2023-08-08-Partial-Dependence-Trees

Efficient Partial Dependence Plots with decision trees¶

Conditional versus Interventional
- Incorrect sklearn implementation?
- Titanic example
Correct Recursion
Correlated Predictors
pdp/gbm packages in R

Both on Nicolas Hug's post as well as on this stackexchange discussion the instructions for computing PDP measures for trees efficiently follow Friedman's original instructions:

For regression trees based on single-variable splits, however, the partial dependence of $f(X)$ on a specified target variable subset $X_S$ is straightforward to evaluate given only the tree, without reference to the data itself. For a specific set of values for the variables $X_S$, a weighted traversal of the tree is performed. At the root of the tree, a weight value of $1$ is assigned. For each nonterminal node visited, if its split variable is in the target subset $X_S$, the appropriate left or right daughter node is visited and the weight is not modified. If the node’s split variable is a member of the complement subset $X_C$, then both daughters are visited and the current weight is multiplied by the fraction of training observations that went left or right, respectively, at that node.

Each terminal node visited during the traversal is assigned the current value of the weight. When the tree traversal is complete, the value of $f_S(X_S)$ is the corresponding weighted average of the $f(X)$ values over those terminal nodes visited during the tree traversal.

In sklearn this is translated as follows:

For each row in X a tree traversal is performed. Each traversal starts from the root with weight 1.0.

At each non-terminal node that splits on a target variable either the left child or the right child is visited based on the feature value of the current sample and the weight is not modified. At each non-terminal node that splits on a complementary feature both children are visited and the weight is multiplied by the fraction of training samples which went to each child.

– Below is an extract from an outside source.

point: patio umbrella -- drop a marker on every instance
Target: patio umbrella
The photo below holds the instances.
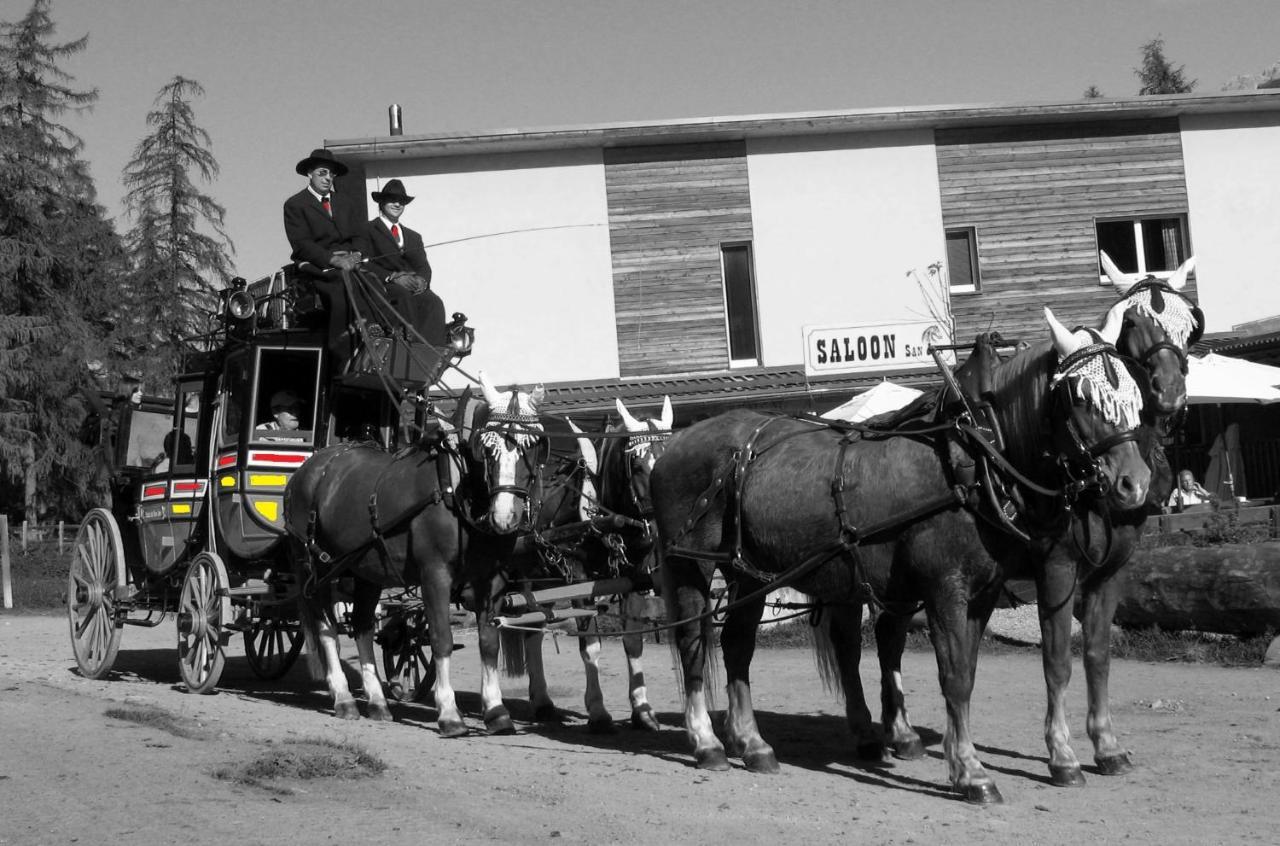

At each terminal node the value of the node is multiplied by the current weight (weights sum to 1 for all visited terminal nodes).

Conditional versus Interventional¶

Both in his paper and in the ESLII book, Friedman elaborates on how the conditional $E[f(x_S,X_C)|X_S=x_s]$ is different from the interventional $E[f(x_S,X_C)| \mathbf{do}(X_S=x_s)]$.

Incorrect sklearn implementation?¶

I believe that the current sklearn implementation is in fact computing the conditional expectation $E[f(x_S,X_C)|X_S=x_s]$ !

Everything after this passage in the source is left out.